|Yuki, Bella Vista, Provincia de Buenos Aires|
In the beginning of this century I had a joint show with Argentine artists Juan Manuel Sánchez and Nora Patrich called Argentine Nostalgia. We would meet in Vancouver cafés or sip mates until the late hours of the night discussing and sharing stories of the country where we were born. Because this was all nostalgia it had to be rosy or funny or both.
Looking back at all this I must reconsider it. I left Buenos Aires in 1954 and lived in Mexico City (and other places in Mexico like Veracruz and Nueva Rosita, Coahuila). Then, after five years in Austin, I returned to Buenos Aires for my military service. I married my Rosemary in Mexico City in 1968 and moved with our two daughters to Vancouver in 1975.
What makes my nostalgia now different is that I must include my subsequent trips in this century with Rosemary to Buenos Aires. In two of those trips, in one we took our older granddaughter Rebecca and in the other the younger one Lauren.
It would seem that my nostalgia is tinged by more recent memories.
Suddenly I find that my nostalgia is no longer nostalgia. It is something more powerful. Nostalgia is a noun, it is a feeling. But to yearn (and in that beautiful word añorar) is a much more active verb. The feeling is now an action. It is an action that lacks the subject. I can do just fine with a rosy memory that is nostalgia but it is not enough. I need the very place and thing I am thinking about.
This idea cemented itself on Sunday when our eldest daughter Ale (visiting us from her home in Lillooet, BC) my Rosemary and I went to Chapters/Indigo on Granville and Broadway. There were books and books, but leather purses, and frames, and jig-saw puzzles and so much other stuff that I was overwhelmed. When we left (I bought nothing) I told my companions, “I yearn for a Buenos Aires bookstore that only has books.”
In Vancouver Pulp Fiction and Macleod Books almost qualifies for a sort of similarity.
But they cannot satisfy my yearning for books in my native language (maternal if we are going to be gender specific). I was pleasantly surprised that at Indigo in their reduced Spanish section of about 10 books they had two copies of Julio Cortázar’s Rayuela in the very edition that I am currently reading.
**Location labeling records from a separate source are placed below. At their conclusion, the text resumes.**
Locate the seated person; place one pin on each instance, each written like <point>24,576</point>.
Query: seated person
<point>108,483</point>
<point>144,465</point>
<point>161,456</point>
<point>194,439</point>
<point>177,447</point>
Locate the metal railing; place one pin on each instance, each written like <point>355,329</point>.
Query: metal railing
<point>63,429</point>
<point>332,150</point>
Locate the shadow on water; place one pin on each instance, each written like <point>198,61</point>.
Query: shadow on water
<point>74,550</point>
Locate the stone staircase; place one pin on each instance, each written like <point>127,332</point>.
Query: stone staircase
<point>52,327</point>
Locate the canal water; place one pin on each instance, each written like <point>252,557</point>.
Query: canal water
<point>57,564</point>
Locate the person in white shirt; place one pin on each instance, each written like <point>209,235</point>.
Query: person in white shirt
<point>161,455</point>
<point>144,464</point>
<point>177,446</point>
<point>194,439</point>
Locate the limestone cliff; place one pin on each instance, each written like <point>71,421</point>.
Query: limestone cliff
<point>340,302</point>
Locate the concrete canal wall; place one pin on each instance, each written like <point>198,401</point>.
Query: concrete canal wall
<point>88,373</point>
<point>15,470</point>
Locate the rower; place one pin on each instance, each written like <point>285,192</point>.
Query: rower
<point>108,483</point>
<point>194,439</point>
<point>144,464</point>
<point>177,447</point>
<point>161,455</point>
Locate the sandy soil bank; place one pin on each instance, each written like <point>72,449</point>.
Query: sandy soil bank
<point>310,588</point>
As I read Rayuela, written in 1963, Cortázar uses words in the Argentine lunfardo an ever changing Buenos Aires jargon, such as pituco. I had not seen or heard that word since I left Buenos Aires in the late 60s. It sort of means, sort of cool and posh. It can be used to describe a woman as pituca.
Seeing these words is more than nostalgic as now I have to bring in my Rosemary’s impression of the Buenos Aires we have now visited many times.
In 1966 I was invited by my nephew Georgito O’Reilly to spend the summer in his parent’s rented summer home in Pacheco which had a pool. We both had to put coins inside a large ashtray so that the alarm clock would jangle us awake so we could take a 6am bus (it was called the Don Torcuato) that would leave us at a train station and from there to our military job (he was a conscript in the army and I was in the navy). And his brother Ricardo who was doing his servixe in the police force.
Their step sisters (their widow mother, my first cousin and godmother, had married a widower with four daughters) kept playing a record called Misa Criolla over and over until I could not stand it anymore. How was I to know then that the composer was a man called Ariel Rámirez?
A few years ago I discovered through a friend a magnificent, perhaps unknown poet in our globalized-in-English-world called Alfonsina Storni. She was born in Switzerland but as a very young girl moved with her Argentine parents to Argentina. Of her I have written, here, here, and here.
And because of this poet I have come to love, adore a composition called Alfonsina y el Mar composed by Ariel Ramirez the man whose music I loathed back then.
This means that I cannot have nostalgia for Ariel Rámirez and his music. But I can have a yearning for his absolutely beautiful composition particularly if performed by Argentine folksinger (now dead) Mercedes Sosa.
What makes this song especially lovely are the lyrics by Félix Luna an Argentine writer, lyricist and historian.
And more so, as the song is an Argentine zamba (with a z not with the Brazilian S) so it has a quirky rhythm that makes me shed tears and particularly when I listen to any version (and I have many) of Alfonsina y el Mar.
While I have most of the books that Jorge Luís Borges, Julio Cortázar and Ernesto Sábato ever wrote I do not have a single volume by Storni.
I can safely and accurately state here that I yearn for a
Buenos Aires bookstore where I would find her books. And should they sell CDs I would pick up a copy of that damned Misa Criolla.
I cannot stop there without mentioning that my yearning is one I share with my Rosemary. Yearning in company is so much better.